# My 72 Fender Super Reverb



## Don Doucette (Jan 3, 2007)

My 1972 Fender Silverface Super Reverb arrived yesterday and I spent the day testing the caps and resistors before firing it up.

It still has its original filter caps and guess what they tested within 10% of rating and showed little or no leakage on my Sencore LC102.

I checked it over from top to bottom and after I was satisfied it wasn't going to blow up, I turned it on and...

:rockon2: :banana: :rockon: 

WOW how beautiful is that sound? I am totally lovin' this!

So very quiet and clean up to about 4.5 then it starts to break up nicely and if I leave it at 4.5 it is very touch sensitive especially with the LP or the bridge pickup on my strat.

I have the following changes in mind for the amp, new filter caps, two choclate drop caps will be replaced, and I just might consider black facing this old girl although I don't know how much better it could sound. I do want to change out the 5U4 for a Mullard GZ34, the 6L6's are MESAs and the rest of the tubes are ELECTROs and some no name junk so I'll be purchasing some tubes soon.

All in all I am happy with my purchase, $700 for one great sounding amp.

Don


----------



## Adicted to Tubes (Mar 5, 2006)

Nice score! I would,however,make the change to a bias adjust system instead of the bias balance system it may have in the amp.You will be able to bias tubes properly and not worry too much about over-current.
You can also do both a bias adjust and bias balance system so you can use mismatched tubes.Or simply do a 'dual-bias system'.Either way,the bias balance silverface thing is just plain stupid.
If you swap the rectifier tube to a GZ34 you HAVE to make the change.The increased voltage will make the tubes draw too much current and possibly redplate.

www.claramps.com

[email protected]


----------



## Don Doucette (Jan 3, 2007)

Adicted to Tubes said:


> Nice score! I would,however,make the change to a bias adjust system instead of the bias balance system it may have in the amp.You will be able to bias tubes properly and not worry too much about over-current.
> You can also do both a bias adjust and bias balance system so you can use mismatched tubes.Or simply do a 'dual-bias system'.Either way,the bias balance silverface thing is just plain stupid.
> If you swap the rectifier tube to a GZ34 you HAVE to make the change.The increased voltage will make the tubes draw too much current and possibly redplate.
> 
> ...


Agreed... That was all part of the plan to blackface. :thanks5qx:


----------



## mandocaster (Jan 11, 2007)

Well, now!
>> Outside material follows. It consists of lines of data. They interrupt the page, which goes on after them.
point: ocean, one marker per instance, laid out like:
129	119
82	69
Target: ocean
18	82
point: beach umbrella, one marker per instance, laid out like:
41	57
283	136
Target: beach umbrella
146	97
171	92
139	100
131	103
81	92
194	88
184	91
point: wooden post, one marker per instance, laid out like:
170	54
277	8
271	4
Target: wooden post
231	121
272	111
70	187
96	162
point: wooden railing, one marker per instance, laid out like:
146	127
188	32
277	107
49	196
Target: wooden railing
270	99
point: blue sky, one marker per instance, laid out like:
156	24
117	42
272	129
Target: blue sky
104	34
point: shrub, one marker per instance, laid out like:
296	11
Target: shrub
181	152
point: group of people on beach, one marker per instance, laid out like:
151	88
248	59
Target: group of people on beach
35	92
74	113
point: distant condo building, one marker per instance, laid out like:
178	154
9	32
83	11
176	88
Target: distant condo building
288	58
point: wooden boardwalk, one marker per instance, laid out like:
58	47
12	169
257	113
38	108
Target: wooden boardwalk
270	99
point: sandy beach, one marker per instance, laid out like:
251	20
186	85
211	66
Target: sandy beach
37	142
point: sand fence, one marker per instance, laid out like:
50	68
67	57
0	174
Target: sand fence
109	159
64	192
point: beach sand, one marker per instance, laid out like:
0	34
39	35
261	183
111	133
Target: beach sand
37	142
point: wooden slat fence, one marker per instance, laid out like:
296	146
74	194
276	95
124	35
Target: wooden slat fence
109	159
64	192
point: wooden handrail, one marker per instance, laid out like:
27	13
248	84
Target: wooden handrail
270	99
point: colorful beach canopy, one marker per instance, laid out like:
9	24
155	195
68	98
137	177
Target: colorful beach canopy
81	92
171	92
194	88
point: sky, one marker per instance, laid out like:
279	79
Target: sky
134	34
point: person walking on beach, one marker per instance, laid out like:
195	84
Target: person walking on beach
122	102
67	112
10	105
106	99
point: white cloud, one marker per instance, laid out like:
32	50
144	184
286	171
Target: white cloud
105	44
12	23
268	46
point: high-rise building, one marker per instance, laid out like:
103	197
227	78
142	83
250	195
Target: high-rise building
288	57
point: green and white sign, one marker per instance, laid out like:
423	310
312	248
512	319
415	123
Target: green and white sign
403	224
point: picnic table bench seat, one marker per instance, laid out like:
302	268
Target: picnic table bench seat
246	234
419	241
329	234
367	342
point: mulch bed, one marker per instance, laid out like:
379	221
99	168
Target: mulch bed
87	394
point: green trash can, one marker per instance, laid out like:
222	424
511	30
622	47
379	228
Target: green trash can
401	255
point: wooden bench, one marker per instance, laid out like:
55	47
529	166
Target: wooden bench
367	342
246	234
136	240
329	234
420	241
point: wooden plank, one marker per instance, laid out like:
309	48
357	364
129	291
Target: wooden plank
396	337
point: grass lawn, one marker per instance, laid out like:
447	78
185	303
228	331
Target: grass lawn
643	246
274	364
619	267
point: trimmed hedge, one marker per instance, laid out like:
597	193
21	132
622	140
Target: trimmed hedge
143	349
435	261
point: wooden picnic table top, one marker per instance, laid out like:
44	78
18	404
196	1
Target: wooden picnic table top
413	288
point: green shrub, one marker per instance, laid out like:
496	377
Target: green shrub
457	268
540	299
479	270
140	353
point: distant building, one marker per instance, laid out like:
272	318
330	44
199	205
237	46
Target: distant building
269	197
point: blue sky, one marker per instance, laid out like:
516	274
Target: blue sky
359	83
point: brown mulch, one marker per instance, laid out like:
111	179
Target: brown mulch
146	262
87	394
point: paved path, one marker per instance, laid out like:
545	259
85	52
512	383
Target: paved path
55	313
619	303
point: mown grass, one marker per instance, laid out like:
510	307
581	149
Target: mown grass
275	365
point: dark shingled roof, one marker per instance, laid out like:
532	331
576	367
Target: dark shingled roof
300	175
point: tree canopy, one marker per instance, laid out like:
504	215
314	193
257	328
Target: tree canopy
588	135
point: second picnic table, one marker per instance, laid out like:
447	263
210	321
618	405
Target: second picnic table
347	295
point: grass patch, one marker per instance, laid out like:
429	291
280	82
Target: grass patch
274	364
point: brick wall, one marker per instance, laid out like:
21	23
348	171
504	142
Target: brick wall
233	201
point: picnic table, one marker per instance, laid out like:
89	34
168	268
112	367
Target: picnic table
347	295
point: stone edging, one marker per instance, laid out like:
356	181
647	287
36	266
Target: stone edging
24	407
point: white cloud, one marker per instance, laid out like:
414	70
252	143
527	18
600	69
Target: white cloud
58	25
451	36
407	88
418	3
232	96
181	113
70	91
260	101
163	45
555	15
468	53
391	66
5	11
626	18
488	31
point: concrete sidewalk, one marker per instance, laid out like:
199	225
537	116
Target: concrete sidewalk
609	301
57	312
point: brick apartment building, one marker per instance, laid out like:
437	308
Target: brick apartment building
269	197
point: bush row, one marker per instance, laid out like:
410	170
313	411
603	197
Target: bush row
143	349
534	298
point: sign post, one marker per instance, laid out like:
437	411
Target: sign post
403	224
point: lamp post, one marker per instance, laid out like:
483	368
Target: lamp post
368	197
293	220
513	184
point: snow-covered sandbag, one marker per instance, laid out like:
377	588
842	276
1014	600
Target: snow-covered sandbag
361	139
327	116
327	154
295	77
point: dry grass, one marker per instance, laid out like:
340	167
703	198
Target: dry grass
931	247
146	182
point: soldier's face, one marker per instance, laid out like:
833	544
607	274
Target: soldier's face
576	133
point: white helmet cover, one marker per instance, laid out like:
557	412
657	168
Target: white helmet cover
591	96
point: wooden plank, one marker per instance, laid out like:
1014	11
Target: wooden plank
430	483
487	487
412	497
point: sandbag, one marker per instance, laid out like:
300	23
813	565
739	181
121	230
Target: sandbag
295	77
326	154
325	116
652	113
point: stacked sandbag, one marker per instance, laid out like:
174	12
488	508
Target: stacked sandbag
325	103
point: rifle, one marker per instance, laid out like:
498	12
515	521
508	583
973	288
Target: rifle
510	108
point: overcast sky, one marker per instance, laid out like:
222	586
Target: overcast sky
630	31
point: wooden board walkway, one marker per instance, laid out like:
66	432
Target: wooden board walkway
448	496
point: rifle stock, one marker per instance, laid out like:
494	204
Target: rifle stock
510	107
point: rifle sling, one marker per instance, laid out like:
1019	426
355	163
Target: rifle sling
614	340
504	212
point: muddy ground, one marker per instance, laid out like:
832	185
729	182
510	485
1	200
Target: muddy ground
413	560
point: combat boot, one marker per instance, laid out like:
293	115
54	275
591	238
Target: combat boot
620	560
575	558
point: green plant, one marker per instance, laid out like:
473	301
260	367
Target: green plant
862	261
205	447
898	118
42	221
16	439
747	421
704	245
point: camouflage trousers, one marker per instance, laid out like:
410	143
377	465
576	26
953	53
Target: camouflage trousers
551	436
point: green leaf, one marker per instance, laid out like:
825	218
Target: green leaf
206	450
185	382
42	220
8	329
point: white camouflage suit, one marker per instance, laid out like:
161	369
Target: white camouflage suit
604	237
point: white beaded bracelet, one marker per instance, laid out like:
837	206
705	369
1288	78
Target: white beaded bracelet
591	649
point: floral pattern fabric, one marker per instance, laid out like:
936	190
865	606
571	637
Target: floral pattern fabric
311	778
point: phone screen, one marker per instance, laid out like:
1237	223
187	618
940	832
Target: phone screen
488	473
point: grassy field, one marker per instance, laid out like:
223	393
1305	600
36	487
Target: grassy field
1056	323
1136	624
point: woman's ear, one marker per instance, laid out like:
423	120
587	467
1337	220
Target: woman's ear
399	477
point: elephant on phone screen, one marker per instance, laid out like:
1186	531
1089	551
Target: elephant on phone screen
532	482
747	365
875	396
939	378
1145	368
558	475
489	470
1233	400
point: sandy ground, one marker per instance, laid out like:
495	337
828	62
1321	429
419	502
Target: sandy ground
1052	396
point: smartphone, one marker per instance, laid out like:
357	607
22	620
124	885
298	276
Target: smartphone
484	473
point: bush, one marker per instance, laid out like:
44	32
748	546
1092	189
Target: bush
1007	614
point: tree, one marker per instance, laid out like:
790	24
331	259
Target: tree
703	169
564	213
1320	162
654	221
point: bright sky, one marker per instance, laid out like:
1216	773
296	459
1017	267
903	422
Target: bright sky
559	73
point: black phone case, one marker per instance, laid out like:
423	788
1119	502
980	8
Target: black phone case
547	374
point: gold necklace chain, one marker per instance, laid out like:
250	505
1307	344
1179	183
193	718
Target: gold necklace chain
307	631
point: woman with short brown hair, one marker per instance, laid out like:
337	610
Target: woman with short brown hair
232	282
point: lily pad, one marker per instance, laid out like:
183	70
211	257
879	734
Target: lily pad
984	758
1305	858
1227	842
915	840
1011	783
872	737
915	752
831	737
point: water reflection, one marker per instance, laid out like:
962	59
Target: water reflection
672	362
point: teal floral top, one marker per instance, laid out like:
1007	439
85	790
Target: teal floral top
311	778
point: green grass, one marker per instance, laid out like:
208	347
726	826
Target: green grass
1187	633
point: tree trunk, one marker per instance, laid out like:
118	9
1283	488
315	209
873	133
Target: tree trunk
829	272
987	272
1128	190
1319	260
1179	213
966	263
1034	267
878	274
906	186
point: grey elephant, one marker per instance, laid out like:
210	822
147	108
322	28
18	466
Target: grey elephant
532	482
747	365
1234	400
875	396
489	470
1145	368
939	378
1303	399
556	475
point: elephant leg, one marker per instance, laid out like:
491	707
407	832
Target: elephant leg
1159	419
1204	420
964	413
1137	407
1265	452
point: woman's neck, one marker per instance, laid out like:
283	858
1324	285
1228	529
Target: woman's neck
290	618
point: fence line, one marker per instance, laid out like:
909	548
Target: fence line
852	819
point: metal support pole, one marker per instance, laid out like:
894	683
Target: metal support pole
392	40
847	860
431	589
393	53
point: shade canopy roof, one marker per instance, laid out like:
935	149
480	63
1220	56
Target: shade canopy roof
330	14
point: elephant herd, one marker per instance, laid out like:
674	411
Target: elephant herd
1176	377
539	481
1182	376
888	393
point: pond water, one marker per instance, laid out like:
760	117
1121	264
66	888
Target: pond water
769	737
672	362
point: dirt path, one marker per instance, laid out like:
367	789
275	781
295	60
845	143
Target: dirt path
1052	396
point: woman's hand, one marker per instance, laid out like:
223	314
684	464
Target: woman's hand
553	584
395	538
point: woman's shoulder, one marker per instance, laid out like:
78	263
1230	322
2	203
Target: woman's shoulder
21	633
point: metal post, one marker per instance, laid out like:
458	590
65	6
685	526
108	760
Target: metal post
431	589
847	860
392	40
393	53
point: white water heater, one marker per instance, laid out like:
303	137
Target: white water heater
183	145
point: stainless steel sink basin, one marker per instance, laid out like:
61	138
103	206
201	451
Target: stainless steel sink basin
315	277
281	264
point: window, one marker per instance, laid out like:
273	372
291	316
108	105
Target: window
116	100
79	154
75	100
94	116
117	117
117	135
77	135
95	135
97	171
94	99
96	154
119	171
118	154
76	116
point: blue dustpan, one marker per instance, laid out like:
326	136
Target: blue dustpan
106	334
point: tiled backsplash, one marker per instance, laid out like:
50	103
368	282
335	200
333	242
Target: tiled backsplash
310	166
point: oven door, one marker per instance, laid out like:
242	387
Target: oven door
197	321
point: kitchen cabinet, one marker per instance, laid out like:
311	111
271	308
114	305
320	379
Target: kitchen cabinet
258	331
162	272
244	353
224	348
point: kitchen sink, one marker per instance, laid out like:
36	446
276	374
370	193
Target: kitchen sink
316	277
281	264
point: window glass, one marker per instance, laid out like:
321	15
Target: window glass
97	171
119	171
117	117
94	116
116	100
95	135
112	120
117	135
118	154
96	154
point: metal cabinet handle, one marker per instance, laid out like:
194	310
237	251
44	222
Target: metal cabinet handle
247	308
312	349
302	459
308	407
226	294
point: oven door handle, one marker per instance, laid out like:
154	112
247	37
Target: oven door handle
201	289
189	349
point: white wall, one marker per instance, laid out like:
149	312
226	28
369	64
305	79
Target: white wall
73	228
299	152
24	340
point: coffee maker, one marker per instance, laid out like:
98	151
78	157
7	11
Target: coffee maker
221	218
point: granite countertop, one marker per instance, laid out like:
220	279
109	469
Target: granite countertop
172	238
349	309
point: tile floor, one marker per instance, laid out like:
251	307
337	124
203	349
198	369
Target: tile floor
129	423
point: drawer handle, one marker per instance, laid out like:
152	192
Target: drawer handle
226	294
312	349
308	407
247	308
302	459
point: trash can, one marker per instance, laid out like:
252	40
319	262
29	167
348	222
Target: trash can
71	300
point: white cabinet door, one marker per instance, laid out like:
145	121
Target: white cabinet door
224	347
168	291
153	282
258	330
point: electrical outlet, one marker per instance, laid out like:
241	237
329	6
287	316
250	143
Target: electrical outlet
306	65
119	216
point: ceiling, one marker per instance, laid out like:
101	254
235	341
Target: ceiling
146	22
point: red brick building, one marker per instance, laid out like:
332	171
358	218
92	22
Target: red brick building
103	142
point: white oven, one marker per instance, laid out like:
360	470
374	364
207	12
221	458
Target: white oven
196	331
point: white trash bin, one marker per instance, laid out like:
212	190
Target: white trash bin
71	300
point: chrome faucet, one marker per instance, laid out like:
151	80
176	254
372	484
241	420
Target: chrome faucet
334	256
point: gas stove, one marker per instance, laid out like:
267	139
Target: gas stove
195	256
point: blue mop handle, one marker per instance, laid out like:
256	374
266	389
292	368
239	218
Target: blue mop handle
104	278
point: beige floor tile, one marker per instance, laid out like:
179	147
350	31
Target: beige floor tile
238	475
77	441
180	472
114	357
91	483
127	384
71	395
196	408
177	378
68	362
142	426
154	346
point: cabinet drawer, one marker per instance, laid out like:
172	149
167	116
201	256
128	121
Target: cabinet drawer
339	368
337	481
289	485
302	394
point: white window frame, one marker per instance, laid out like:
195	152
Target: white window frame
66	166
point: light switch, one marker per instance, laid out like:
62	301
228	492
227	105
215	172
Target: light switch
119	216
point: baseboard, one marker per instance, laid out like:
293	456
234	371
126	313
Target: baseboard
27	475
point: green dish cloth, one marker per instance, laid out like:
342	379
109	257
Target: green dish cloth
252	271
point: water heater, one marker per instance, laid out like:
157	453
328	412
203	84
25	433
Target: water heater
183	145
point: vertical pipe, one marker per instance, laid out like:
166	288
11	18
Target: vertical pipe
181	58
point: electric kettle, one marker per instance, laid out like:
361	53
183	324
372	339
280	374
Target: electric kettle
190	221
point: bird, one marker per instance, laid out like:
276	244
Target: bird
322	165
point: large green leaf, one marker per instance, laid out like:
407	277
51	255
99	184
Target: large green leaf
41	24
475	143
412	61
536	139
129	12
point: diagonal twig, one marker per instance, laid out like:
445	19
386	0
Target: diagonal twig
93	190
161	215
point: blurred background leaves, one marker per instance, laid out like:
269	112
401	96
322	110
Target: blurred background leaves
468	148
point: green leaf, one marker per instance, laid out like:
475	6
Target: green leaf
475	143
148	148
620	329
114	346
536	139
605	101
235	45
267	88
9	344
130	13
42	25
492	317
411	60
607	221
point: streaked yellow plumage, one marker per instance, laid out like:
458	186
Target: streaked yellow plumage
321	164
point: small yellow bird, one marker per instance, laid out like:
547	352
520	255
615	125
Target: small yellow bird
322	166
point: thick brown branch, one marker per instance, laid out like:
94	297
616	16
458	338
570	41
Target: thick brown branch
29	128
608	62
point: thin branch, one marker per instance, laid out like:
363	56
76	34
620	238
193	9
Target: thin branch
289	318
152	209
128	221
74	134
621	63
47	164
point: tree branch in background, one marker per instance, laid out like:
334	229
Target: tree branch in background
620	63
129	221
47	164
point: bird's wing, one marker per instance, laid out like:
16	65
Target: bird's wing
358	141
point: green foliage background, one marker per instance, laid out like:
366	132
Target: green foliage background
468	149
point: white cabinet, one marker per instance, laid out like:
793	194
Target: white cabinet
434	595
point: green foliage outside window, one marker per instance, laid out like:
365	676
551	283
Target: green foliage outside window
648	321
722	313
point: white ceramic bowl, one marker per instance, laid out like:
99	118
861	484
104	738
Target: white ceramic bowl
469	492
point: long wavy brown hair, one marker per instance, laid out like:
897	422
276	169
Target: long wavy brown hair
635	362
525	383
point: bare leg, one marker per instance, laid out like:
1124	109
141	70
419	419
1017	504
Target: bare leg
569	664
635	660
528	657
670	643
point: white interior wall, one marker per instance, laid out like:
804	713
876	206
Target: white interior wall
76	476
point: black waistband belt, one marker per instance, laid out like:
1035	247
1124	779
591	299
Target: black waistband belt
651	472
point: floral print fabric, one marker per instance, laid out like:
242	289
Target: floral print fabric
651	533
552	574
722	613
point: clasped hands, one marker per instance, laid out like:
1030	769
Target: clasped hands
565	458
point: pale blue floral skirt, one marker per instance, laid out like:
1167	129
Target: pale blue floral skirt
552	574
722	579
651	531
Another happy VintageVerb owner....I'll defer to Addicted 2 2ubes on the knowledge needed to Blackface it, but from what I understand, it's the way to go. In my case, it already is one, and the love affair is a gooder. The avatar is a 65.


----------



## Don Doucette (Jan 3, 2007)

mandocaster said:


> Well, now! Another happy VintageVerb owner....I'll defer to Addicted 2 2ubes on the knowledge needed to Blackface it, but from what I understand, it's the way to go. In my case, it already is one, and the love affair is a gooder. The avatar is a 65.



A 65 huh... Drool 

Very nice indeed!

I just finished my parts list, I'll go shopping on Friday but I am afraid I live in an electronic hobbyists nightmare, we only have one place to buy parts locally and they have next to nothing and what they DO have is grossly overpriced. For instance I buy my pots from them cause they stock a pretty good pot but they're over $10 each  

I used to live near Toronto where I would frequent Active Surplus on Queen St. and I could but 100's of resistors and capacitors for $20-30, here 3 pots are over $30 and I don't have to tell you what a pain mail order shopping is especially if I'm shopping online from the US with shipping, exchange, brokerage and duty I'm getting raped!

Oh well I must soldier on for the love of the tone.:rockon: 

Don


----------



## Don Doucette (Jan 3, 2007)

I am also working on another project but this one is a major resto, can't wait to finish. I was amazed when I found some original style grill cloth online, should be sweet when I am done.

If any of you guys can find a multi segment 40-10-10uf cap @450v that is 3 1/8 tall by 1 1/8 inches diameter or smaller please let me know where I can get it. JJ has a 40-20-20 that would be perfect except it is slightly larger in diameter. I need this size as I am trying to fit it inside the old phenolic capacitor housing to retain the vintage look, see the pics below.

1946 Gibson BR-4










The multi cap...


----------



## mandocaster (Jan 11, 2007)

Don Doucette said:


> Oh well I must soldier on for the love of the tone.:rockon:
> 
> Don


A love of tone is good.:bow:


----------